Cohesiveness did not show any significant differences among samples, although a slight decrease was found. Asadi et al. [42] also reported an increase in dough gumminess and a reduction in springiness and cohesiveness as the addition level of carrot pomace was higher. Fiber from carrot pomace can fragment the gluten matrix, hold off gluten hydration, and compete for water with starch and proteins in the dough system [42,43], which may cause hardness and gumminess to rise. The gluten dilution effect could also have contributed to dough hardening, along with the interactions between fibers and gluten proteins [44]. The reduction in cohesiveness can be due to the presence of carrot pomace particles in the system, which may have disrupted the structure [42]. A previous study reported an increase in dough hardness when bilberry and blackcurrant pomace were added to dough [45] as a result of the ability of pomaces to bind water since dough hardness is determined by the moisture content and the ability of components to bind water. Chetrariu and Dabija [46] observed an increase in dough hardness when spent grain from malt whisky was incorporated into spelt pasta formulation.

2.2. Pasta Characteristics

Pasta cooking characteristics are important quality traits. Water absorption during cooking decreased (Figure 4) with the increase in carrot pomace concentration for all the varieties studied, with the lowest values being observed for the control. The decrease in WA could be related to the presence of polyphenols in carrot pomace, which affected the conformation of gluten proteins and the starch granules structure with a possible impact on pasta water absorption; a similar observation was made for pasta with elderberry juice [47]. As expected, cooking solids loss increased as the addition level increased, with the smallest changes being observed for 3% pomace of all carrot varieties (Figure 4).

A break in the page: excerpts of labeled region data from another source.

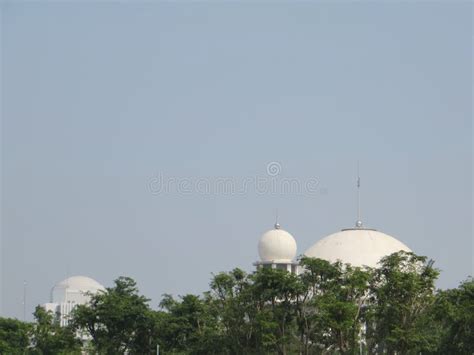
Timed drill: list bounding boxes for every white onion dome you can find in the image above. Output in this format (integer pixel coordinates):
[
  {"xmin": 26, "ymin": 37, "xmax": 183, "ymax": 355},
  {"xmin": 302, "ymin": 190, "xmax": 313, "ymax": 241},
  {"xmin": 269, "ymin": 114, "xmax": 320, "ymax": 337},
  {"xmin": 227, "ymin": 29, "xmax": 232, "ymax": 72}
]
[
  {"xmin": 258, "ymin": 223, "xmax": 296, "ymax": 263},
  {"xmin": 53, "ymin": 276, "xmax": 105, "ymax": 293},
  {"xmin": 304, "ymin": 226, "xmax": 411, "ymax": 268}
]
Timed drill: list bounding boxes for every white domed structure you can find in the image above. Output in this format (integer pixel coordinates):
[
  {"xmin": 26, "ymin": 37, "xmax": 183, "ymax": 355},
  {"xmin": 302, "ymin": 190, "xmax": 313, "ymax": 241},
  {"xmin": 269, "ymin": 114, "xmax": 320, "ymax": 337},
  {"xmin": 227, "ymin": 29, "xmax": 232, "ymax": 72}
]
[
  {"xmin": 255, "ymin": 223, "xmax": 297, "ymax": 272},
  {"xmin": 258, "ymin": 224, "xmax": 296, "ymax": 263},
  {"xmin": 304, "ymin": 226, "xmax": 411, "ymax": 267},
  {"xmin": 43, "ymin": 276, "xmax": 105, "ymax": 326},
  {"xmin": 51, "ymin": 276, "xmax": 105, "ymax": 303}
]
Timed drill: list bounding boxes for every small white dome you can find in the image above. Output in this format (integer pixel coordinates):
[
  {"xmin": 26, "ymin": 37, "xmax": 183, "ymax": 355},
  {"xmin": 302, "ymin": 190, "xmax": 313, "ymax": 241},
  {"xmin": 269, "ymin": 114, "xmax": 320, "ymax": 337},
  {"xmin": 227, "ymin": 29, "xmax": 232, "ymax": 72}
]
[
  {"xmin": 258, "ymin": 224, "xmax": 296, "ymax": 263},
  {"xmin": 304, "ymin": 228, "xmax": 411, "ymax": 267},
  {"xmin": 54, "ymin": 276, "xmax": 105, "ymax": 292}
]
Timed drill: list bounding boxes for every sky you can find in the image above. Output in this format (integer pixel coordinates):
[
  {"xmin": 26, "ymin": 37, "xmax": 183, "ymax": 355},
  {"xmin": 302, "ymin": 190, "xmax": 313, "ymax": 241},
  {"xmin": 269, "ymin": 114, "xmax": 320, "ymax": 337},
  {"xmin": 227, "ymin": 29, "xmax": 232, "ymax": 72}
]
[{"xmin": 0, "ymin": 1, "xmax": 474, "ymax": 320}]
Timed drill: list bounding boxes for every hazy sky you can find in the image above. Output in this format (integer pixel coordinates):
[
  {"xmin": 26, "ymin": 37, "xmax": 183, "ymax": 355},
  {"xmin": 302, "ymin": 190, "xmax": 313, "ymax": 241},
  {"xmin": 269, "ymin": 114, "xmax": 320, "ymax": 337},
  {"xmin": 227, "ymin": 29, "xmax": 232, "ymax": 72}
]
[{"xmin": 1, "ymin": 1, "xmax": 473, "ymax": 319}]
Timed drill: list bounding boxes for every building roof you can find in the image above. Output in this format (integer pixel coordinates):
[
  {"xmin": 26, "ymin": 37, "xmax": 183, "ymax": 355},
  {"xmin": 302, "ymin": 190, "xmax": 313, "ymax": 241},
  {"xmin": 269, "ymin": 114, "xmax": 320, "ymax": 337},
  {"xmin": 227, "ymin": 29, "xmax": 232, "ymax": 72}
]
[
  {"xmin": 53, "ymin": 276, "xmax": 105, "ymax": 292},
  {"xmin": 304, "ymin": 228, "xmax": 411, "ymax": 267},
  {"xmin": 258, "ymin": 223, "xmax": 296, "ymax": 263}
]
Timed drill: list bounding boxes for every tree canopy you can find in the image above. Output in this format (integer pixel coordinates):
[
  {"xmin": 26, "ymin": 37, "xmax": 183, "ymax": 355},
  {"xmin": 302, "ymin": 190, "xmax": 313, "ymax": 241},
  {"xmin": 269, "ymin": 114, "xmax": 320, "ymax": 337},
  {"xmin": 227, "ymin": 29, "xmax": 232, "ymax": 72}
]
[{"xmin": 0, "ymin": 252, "xmax": 474, "ymax": 355}]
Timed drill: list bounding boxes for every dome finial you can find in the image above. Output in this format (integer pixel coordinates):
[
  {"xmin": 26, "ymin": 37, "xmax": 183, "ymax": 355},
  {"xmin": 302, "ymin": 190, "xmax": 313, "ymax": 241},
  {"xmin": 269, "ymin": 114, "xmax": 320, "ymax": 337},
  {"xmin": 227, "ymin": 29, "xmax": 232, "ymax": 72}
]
[
  {"xmin": 274, "ymin": 208, "xmax": 281, "ymax": 229},
  {"xmin": 356, "ymin": 160, "xmax": 362, "ymax": 228}
]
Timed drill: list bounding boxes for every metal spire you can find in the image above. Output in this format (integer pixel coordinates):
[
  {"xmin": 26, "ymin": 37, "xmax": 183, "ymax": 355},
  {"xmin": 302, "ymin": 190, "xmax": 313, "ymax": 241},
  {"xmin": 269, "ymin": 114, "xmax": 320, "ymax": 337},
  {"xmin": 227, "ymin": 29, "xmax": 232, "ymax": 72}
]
[
  {"xmin": 23, "ymin": 280, "xmax": 26, "ymax": 322},
  {"xmin": 275, "ymin": 208, "xmax": 280, "ymax": 229},
  {"xmin": 356, "ymin": 161, "xmax": 362, "ymax": 228}
]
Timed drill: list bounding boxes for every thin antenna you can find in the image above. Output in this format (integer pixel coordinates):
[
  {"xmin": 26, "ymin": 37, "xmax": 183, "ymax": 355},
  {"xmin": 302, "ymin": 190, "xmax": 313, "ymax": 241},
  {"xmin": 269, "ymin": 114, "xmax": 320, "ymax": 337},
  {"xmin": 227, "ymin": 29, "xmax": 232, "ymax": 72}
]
[
  {"xmin": 356, "ymin": 161, "xmax": 362, "ymax": 228},
  {"xmin": 23, "ymin": 280, "xmax": 26, "ymax": 322},
  {"xmin": 275, "ymin": 208, "xmax": 280, "ymax": 229}
]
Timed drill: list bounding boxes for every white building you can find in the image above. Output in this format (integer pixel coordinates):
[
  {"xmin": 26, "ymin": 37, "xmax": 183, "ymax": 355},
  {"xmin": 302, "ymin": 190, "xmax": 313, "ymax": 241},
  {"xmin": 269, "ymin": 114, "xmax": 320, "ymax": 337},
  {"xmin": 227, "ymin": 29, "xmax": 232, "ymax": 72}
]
[
  {"xmin": 254, "ymin": 221, "xmax": 411, "ymax": 273},
  {"xmin": 43, "ymin": 276, "xmax": 105, "ymax": 326}
]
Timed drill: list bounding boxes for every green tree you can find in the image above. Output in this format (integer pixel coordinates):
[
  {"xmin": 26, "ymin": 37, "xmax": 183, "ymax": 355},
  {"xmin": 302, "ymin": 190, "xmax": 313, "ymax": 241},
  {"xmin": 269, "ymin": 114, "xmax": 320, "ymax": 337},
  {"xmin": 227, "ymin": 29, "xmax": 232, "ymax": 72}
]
[
  {"xmin": 252, "ymin": 268, "xmax": 302, "ymax": 355},
  {"xmin": 367, "ymin": 251, "xmax": 439, "ymax": 355},
  {"xmin": 72, "ymin": 277, "xmax": 157, "ymax": 355},
  {"xmin": 158, "ymin": 295, "xmax": 224, "ymax": 354},
  {"xmin": 297, "ymin": 257, "xmax": 372, "ymax": 354},
  {"xmin": 210, "ymin": 269, "xmax": 259, "ymax": 354},
  {"xmin": 31, "ymin": 306, "xmax": 82, "ymax": 355},
  {"xmin": 0, "ymin": 318, "xmax": 31, "ymax": 355}
]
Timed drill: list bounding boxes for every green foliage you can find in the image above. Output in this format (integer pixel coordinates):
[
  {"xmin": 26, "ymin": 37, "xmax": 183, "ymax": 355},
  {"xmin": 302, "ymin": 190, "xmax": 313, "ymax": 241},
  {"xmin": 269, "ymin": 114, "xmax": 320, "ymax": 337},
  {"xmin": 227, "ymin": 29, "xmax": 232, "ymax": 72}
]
[
  {"xmin": 6, "ymin": 252, "xmax": 466, "ymax": 355},
  {"xmin": 31, "ymin": 306, "xmax": 82, "ymax": 355},
  {"xmin": 72, "ymin": 277, "xmax": 156, "ymax": 354},
  {"xmin": 432, "ymin": 278, "xmax": 474, "ymax": 354},
  {"xmin": 368, "ymin": 252, "xmax": 439, "ymax": 354},
  {"xmin": 0, "ymin": 318, "xmax": 31, "ymax": 355}
]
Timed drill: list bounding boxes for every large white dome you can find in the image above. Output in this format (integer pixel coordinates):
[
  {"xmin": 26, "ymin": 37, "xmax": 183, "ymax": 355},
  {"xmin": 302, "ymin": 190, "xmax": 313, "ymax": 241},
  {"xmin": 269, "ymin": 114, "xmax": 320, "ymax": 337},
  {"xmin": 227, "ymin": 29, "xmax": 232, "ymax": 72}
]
[
  {"xmin": 304, "ymin": 228, "xmax": 411, "ymax": 267},
  {"xmin": 53, "ymin": 276, "xmax": 105, "ymax": 293},
  {"xmin": 258, "ymin": 224, "xmax": 296, "ymax": 263}
]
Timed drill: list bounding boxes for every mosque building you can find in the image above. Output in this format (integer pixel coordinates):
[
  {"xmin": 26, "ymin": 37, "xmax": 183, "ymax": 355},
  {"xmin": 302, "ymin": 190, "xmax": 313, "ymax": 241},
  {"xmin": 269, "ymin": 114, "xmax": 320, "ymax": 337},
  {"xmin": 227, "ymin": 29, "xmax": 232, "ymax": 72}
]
[
  {"xmin": 254, "ymin": 178, "xmax": 411, "ymax": 273},
  {"xmin": 43, "ymin": 276, "xmax": 105, "ymax": 326},
  {"xmin": 254, "ymin": 222, "xmax": 411, "ymax": 273}
]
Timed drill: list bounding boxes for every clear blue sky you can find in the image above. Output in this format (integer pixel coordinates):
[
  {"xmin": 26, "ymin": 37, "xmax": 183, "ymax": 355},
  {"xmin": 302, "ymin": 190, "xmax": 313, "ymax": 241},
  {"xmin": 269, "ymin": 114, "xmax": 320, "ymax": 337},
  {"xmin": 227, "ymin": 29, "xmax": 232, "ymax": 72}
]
[{"xmin": 1, "ymin": 1, "xmax": 473, "ymax": 318}]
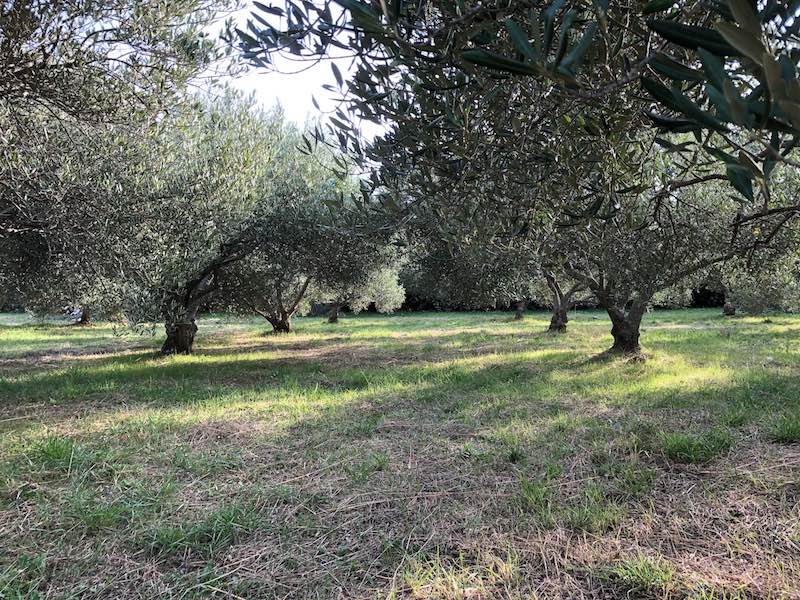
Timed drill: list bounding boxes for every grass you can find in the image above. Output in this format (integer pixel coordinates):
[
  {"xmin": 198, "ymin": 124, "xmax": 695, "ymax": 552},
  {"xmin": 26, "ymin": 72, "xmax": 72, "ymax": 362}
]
[
  {"xmin": 661, "ymin": 429, "xmax": 733, "ymax": 463},
  {"xmin": 609, "ymin": 554, "xmax": 675, "ymax": 593},
  {"xmin": 0, "ymin": 311, "xmax": 800, "ymax": 599}
]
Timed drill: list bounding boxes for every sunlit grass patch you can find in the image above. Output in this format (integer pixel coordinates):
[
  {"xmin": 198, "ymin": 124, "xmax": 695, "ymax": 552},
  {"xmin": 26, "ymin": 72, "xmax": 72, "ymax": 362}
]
[
  {"xmin": 608, "ymin": 554, "xmax": 675, "ymax": 594},
  {"xmin": 0, "ymin": 311, "xmax": 800, "ymax": 600},
  {"xmin": 388, "ymin": 550, "xmax": 519, "ymax": 600},
  {"xmin": 767, "ymin": 412, "xmax": 800, "ymax": 444},
  {"xmin": 661, "ymin": 429, "xmax": 734, "ymax": 463},
  {"xmin": 139, "ymin": 502, "xmax": 263, "ymax": 559}
]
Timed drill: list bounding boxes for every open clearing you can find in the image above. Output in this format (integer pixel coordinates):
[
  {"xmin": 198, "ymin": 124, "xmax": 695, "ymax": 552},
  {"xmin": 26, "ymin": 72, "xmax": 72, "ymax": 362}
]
[{"xmin": 0, "ymin": 310, "xmax": 800, "ymax": 600}]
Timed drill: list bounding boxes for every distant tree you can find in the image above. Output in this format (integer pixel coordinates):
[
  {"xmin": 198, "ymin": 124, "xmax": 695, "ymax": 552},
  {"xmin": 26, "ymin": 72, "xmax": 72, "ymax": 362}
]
[
  {"xmin": 109, "ymin": 92, "xmax": 286, "ymax": 354},
  {"xmin": 221, "ymin": 148, "xmax": 402, "ymax": 333},
  {"xmin": 560, "ymin": 180, "xmax": 753, "ymax": 354},
  {"xmin": 0, "ymin": 0, "xmax": 232, "ymax": 283},
  {"xmin": 722, "ymin": 248, "xmax": 800, "ymax": 315},
  {"xmin": 315, "ymin": 258, "xmax": 406, "ymax": 323}
]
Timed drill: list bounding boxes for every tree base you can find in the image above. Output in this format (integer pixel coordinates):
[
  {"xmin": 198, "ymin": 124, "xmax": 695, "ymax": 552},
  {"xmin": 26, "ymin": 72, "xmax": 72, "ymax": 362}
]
[
  {"xmin": 547, "ymin": 310, "xmax": 569, "ymax": 334},
  {"xmin": 161, "ymin": 322, "xmax": 197, "ymax": 356}
]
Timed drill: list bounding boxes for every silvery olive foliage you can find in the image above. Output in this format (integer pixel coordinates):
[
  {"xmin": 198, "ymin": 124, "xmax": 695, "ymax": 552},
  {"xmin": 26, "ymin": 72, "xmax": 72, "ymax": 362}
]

Uncooked pasta is formed by a continuous protein network that entraps starch grains. The drying process of pasta can negatively affect its quality by denaturing gluten proteins, which are crucial for maintaining the desired protein cross-linking [48]. When pasta is cooked, its matrix readily absorbs water, causing starch granules to swell and lose their rigid structure. This swelling releases soluble carbohydrates, such as amylose, from the starch into the cooking water, explaining the observed solid losses [47]. Crucially, though, most gluten proteins stay intact, acting to bind the starch granules and thus limit the amount of solid material lost during cooking [47,49]. Thus, the compactness of the pasta network significantly influences how much water the starch granules can absorb during the cooking process. Studies revealed that augmenting the fiber content in the dough matrix breaks the starch–protein matrix, leading to higher CSL [50]. Our results are in agreement with a previous study regarding the effect of soybean and carrot pomace addition on durum wheat pasta quality [51], which revealed higher cooking loss as the addition level increased.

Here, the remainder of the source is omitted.